Bug 1389115

Summary: cancelling "openstack overcloud update stack" during a breakpoint behaves badly
Product: Red Hat OpenStack Reporter: Matt Flusche <mflusche>
Component: openstack-tripleo-commonAssignee: Adriano Petrich <apetrich>
Status: CLOSED WONTFIX QA Contact: Alexander Chuzhoy <sasha>
Severity: urgent Docs Contact:
Priority: urgent    
Version: unspecifiedCC: aschultz, ccamacho, dbecker, emacchi, mbracho, mburns, morazi, rhel-osp-director-maint, sathlang, sbaker, shardy, slinaber, tvignaud
Target Milestone: ---Keywords: Triaged, ZStream
Target Release: 9.0 (Mitaka)   
Hardware: x86_64   
OS: Linux   
Whiteboard:
Fixed In Version: Doc Type: If docs needed, set a value
Doc Text:
Story Points: ---
Clone Of: Environment:
Last Closed: 2018-11-19 21:39:12 UTC Type: Bug
Regression: --- Mount Type: ---
Documentation: --- CRM:
Verified Versions: Category: ---
oVirt Team: --- RHEL 7.3 requirements from Atomic Host:
Cloudforms Team: --- Target Upstream Version:

Description Matt Flusche 2016-10-26 21:42:41 UTC
Description of problem:

The "no" option during an "openstack overcloud update stack" breakpoint seems to be broken.
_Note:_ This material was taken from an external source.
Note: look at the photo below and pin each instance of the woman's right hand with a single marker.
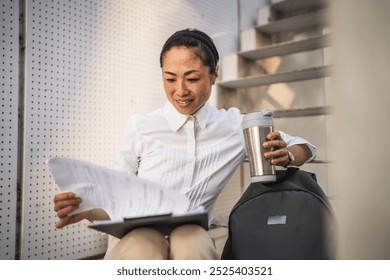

  Breakpoint reached, continue? Regexp or Enter=proceed (will clear 12300056-ffff-dddd-1111-12345678ffff), no=cancel update, C-c=quit interactive mode:

When "no" is selected a stack roll-back occurs and this actually causes all overcloud nodes to run yum updates in parallel (assuming patches are available).  All controller nodes will do a pcs cluster stop at about the same time and can cause fencing if stonith is enabled.  Obviously this is not the desired behavior.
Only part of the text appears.